No security interests
The Company confirms that its secured creditors have released and discharged any security granted to them by the Company and there are no outstanding security interests registered over the Company's assets and that secured creditors have no further interest in the Company's assets (other than Royal Wolf Trading which is an ordinary course security interest).
No default
The Company confirms that no event of default has occurred under any of the loan agreements as per the terms of the Recapitalisation Proposal.

No litigation update
The Company confirms there is no update to the matter disclosed in section 10.1 of the Prospectus.
Compliance with ASX Listing Rules
The Company is in compliance with the ASX Listing Rules and in particular ASX Listing Rules 3.1, 12.1 and 12.2.
Responsible person
The responsible person for the purposes of Listing Rule 1.1 Condition 12 is Mr Henry Thong (the Company Secretary).
TERMS AND CONDITIONS OF CHAIRMAN OPTIONS
(a) Entitlement
Each Option entitles the holder to subscribe for one (1) Share upon exercise of the Option.
(b) Exercise Price
Subject to paragraph (i), the amount payable upon exercise of each Option will be $0.086 (Exercise Price).
(c) Expiry Date
Each Option will expire at 5:00 pm (WST) on the date that is 3 years from the date of issue of the Options (Expiry Date).

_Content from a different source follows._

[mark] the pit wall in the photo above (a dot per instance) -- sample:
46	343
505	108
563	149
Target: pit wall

An Option not exercised before the Expiry Date will automatically lapse on the Expiry Date.
(d) Exercise Period
The Options are exercisable at any time on or prior to the Expiry Date (Exercise Period).
(e) Notice of Exercise
The Options may be exercised during the Exercise Period by notice in writing to the Company in the manner specified on the Option certificate (Notice of Exercise) and payment of the Exercise Price for each Option being exercised in Australian currency by electronic funds transfer or other means of payment acceptable to the Company.
(f) Exercise Date

A Notice of Exercise is only effective on and from the later of the date of receipt of the Notice of Exercise and the date of receipt of the payment of the Exercise Price for each Option being exercised in cleared funds (Exercise Date).
(g) Timing of issue of Shares on exercise
Within five Business Days after the Exercise Date, the Company will:
- (i) issue the number of Shares required under these terms and conditions in respect of the number of Options specified in the Notice of Exercise and for which cleared funds have been received by the Company;
- (ii) if required, give ASX a notice that complies with section 708A(5)(e) of the Corporations Act, or, if the Company is unable to issue such a notice, lodge with ASIC a prospectus prepared in accordance with the Corporations Act and do all such things necessary to satisfy section 708A(11) of the Corporations Act to ensure that an offer for sale of the Shares does not require disclosure to investors; and
- (iii) if admitted to the official list of ASX at the time, apply for official quotation on ASX of Shares issued pursuant to the exercise of the Options.
If a notice delivered under (g)(ii) for any reason is not effective to ensure that an offer for sale of the Shares does not require disclosure to investors, the Company must, no later than 20 Business Days after becoming aware of such notice being ineffective, lodge with ASIC a prospectus prepared in accordance with the Corporations Act and do all such things necessary to satisfy section 708A(11) of the Corporations Act to ensure that an offer for sale of the Shares does not require disclosure to investors.
(h) Shares issued on exercise
Shares issued on exercise of the Options rank equally with the then issued shares of the Company.
(i) Reconstruction of capital
If at any time the issued capital of the Company is reconstructed, all rights of an Optionholder are to be changed in a manner consistent with the Corporations Act and the ASX Listing Rules at the time of the reconstruction.
(j) Participation in new issues
There are no participation rights or entitlements inherent in the Options and holders will not be entitled to participate in new issues of capital offered to Shareholders during the currency of the Options without exercising the Options.
(k) Change in exercise price

An Option does not confer the right to a change in Exercise Price or a change in the number of underlying securities over which the Option can be exercised.
(l) Transferability
The Options are transferable subject to any restriction or escrow arrangements imposed by ASX or under applicable Australian securities.